Pensa che gli altri siano la causa dei suoi problemi, in particolare gli infelici e i poveri della Terra, quelli come lui. Insegue miti aberranti, coltiva il culto maniacale per personaggi della storia malvagi e negativi. Scuole difficili, classi troppo numerose, insegnanti che si limitavano al compitino o che non sono riusciti ad ottenere da lui granché nonostante gli sforzi. Non gli è stata insegnata fin da piccolo l'empatia. Non sa cosa vuol dire solidarietà.

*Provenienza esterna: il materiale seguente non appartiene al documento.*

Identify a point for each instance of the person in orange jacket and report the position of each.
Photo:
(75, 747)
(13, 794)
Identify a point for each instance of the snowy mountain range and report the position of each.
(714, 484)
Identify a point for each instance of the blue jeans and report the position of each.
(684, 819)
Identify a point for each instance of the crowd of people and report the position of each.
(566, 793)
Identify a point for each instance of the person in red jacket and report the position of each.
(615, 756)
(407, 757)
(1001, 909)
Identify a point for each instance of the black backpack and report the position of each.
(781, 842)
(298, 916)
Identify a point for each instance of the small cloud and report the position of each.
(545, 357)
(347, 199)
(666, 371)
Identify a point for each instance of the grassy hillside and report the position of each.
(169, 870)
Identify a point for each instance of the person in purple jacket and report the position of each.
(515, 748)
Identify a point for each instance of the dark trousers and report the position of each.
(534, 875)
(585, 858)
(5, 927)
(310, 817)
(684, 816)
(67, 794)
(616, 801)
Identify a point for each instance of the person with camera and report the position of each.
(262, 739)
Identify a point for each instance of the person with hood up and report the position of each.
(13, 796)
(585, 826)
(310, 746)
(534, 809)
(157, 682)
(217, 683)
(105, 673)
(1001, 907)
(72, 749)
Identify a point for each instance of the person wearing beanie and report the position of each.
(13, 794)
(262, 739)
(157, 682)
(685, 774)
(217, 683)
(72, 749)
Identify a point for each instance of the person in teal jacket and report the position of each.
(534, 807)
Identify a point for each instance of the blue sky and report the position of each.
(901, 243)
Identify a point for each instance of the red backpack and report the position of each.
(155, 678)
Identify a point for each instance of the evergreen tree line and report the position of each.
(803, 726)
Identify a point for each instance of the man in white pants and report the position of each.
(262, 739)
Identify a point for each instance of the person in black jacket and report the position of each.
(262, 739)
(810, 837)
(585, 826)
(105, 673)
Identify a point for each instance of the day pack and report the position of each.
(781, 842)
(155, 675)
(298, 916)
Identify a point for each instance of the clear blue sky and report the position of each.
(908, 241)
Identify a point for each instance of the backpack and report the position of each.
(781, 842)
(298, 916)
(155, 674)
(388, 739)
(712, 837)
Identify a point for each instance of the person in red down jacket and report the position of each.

E' abituato ad usare la forza, pensa che le controversie si possano risolvere solo imponendo la legge del più forte. Non dà peso ai veri valori della vita. Non è abituato a manifestare le proprie emozioni e ha difficoltà a capire quelle degli altri. Non ha nessuna capacità di immedesimazione. Non ha visione globale. E' abituato a disprezzare il diverso. Pensa che la felicità possa essere piena anche se è circondata dall'infelicità altrui, o magari proprio per questo. Si muove bene in gruppo, in banda. E' un debole, un influenzabile e cade facilmente nella rete di quei pochi forti e capaci di influenzare, purtroppo con le loro idee marce. Tutto questo vale per il razzista e per il fascista. Il fascista è sempre razzista.

Non fate figli. Se li fate, sappiate che non è esattamente come decidere di prendere un cane, anche se per molti di voi ahimè un cane o un gatto valgono quanto un bambino. Se li fate, sappiate che si tratta di un'impresa titanica e mai finita. Possibile, ma estremamente impegnativa e non adatta ai discontinui, agli inaffidabili, ai poveri di spirito, agli amanti del tempo libero, ai dediti al culto di sé, agli egoisti, ai limitati, a chi non sa e non vuole sacrificarsi, a chi non ama la natura e il mondo e a chi non rispetta i suoi simili, a chi non odia la violenza. Se siete razzisti, se siete fascisti, se odiate il prossimo, se siete violenti, se avete pregiudizi, non riproducetevi. Farete un favore a voi e all'umanità tutta.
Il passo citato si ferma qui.